The $30,184.95 withheld by Willis, Faber & Dumas was never received by the taxpayer; nor can it fairly be said that it was constructively received by this cash-basis taxpayer. Additionally, it does not represent the discharge of a tax or other obligation owed by the taxpayer. Under the agreement of November 1953, the taxpayer had no right to receive the commissions free of British estate duty. Income is not constructively received if the taxpayer's control is subject to substantial restriction as it is here. See Federal Tax Regulations § 1.451-2. Furthermore, the payment of the British estate duty satisfied an obligation of the ancillary administrator, not any obligation of Mrs. Findlay. We therefore reverse the Tax Court's inclusion of the $30,185.95 in the taxpayer's gross income for 1955.
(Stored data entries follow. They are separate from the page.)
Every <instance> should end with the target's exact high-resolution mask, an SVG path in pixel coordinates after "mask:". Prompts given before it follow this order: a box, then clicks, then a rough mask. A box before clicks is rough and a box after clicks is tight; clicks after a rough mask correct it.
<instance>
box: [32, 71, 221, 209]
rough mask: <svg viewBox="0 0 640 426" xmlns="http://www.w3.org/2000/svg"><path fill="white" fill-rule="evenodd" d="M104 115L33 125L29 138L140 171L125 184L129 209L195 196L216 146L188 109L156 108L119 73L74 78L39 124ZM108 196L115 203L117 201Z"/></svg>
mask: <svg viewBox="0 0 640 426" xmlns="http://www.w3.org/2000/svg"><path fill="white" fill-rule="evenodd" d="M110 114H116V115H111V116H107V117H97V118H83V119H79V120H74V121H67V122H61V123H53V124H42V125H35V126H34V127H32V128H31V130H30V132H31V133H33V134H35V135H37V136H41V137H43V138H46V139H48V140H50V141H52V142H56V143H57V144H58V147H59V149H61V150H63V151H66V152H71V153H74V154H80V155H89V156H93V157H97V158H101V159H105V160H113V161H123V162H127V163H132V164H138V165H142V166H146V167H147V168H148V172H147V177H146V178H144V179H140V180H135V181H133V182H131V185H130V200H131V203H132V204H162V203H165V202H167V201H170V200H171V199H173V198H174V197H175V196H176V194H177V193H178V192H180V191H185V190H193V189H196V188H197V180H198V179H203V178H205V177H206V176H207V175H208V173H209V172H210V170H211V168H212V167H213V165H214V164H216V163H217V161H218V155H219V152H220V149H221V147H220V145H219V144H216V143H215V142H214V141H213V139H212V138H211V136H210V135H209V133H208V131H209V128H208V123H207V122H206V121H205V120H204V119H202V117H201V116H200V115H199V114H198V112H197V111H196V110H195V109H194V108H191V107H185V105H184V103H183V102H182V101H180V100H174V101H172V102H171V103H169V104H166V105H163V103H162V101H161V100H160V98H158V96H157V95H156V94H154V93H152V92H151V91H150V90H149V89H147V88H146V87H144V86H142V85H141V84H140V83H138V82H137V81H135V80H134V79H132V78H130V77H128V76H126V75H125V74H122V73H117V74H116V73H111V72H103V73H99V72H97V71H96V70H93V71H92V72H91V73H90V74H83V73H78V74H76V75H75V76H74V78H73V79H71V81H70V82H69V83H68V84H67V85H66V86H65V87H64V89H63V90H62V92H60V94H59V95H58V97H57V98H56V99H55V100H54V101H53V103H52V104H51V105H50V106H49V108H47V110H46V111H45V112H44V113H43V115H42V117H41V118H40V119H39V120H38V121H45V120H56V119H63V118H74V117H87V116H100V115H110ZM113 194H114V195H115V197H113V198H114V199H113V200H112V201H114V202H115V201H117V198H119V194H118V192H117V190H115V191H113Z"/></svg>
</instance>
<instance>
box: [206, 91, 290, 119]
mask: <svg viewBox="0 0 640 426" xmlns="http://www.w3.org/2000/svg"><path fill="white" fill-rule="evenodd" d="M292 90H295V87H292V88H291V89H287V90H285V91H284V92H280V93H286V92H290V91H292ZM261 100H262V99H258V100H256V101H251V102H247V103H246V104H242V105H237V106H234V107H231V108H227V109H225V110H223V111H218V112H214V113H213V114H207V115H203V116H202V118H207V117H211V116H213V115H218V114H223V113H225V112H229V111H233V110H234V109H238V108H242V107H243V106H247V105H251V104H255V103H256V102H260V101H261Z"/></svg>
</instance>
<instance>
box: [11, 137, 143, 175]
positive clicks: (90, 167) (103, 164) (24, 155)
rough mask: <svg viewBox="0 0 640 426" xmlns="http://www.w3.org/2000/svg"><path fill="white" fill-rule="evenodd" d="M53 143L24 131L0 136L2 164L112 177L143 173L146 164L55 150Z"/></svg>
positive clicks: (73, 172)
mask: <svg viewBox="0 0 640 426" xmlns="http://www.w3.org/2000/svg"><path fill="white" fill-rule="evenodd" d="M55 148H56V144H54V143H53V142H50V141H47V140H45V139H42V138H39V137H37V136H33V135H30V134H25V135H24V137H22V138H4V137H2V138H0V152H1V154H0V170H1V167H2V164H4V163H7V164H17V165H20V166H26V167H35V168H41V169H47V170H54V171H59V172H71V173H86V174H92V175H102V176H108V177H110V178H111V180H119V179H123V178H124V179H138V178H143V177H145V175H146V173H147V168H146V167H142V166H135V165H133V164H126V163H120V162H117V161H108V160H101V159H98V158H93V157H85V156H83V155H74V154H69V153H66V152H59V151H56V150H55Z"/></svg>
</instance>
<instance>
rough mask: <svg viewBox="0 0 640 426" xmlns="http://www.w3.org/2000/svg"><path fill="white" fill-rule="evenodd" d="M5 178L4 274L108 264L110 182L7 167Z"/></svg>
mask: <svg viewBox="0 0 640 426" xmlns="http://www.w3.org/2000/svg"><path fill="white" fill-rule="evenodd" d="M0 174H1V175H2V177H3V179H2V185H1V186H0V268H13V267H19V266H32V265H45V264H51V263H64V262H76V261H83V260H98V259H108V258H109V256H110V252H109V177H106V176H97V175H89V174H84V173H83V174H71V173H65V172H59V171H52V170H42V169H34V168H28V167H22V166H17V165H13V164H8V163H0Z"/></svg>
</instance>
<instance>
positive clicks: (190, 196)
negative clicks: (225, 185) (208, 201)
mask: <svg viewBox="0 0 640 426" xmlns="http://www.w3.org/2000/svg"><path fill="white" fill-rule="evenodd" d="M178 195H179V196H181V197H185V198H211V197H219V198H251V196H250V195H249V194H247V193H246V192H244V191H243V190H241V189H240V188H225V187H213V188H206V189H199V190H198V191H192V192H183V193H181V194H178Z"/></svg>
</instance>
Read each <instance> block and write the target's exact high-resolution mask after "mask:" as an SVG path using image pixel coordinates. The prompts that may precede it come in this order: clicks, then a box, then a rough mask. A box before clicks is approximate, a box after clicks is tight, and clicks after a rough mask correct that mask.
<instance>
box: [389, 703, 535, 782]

Finally, in 1956, the petitioner received $16,425 from Willis, Faber & Dumas. The petitioner asserts that this amount is a gift and is exempt from the tax under § 102(a) of the 1954 Code. However, the company had little intention to make a gift. Indeed, the settlement made in 1951 with the Findlay estate took into account the fact that further payments would almost certainly have to be made to J. W. Findlay's dependents. As shown by the minutes of the company's board of directors, this payment was considered to be necessary both in relation to the continuance of the business connections developed by the late J. W. Findlay and the preservation of the company's reputation in the United States. The $16,425 paid to the petitioner was deducted by Willis, Faber & Dumas for British tax purposes. The circumstances clearly indicate that it was not a payment flowing from a "detached and disinterested generosity" but rather it arose from "the constraining force of a moral duty," and as such constitutes taxable income to the petitioner under § 61(a) of the Internal Revenue Code of 1954. Commissioner of Internal Revenue v. Duberstein, 363 U.S. 278, 80 S. Ct. 1190, 4 L. Ed. 2d 1218.
The decisions of the Tax Court are thus affirmed in part and reversed to the extent that the sums withheld for payment of the British estate tax were incorrectly included in taxpayer's gross income.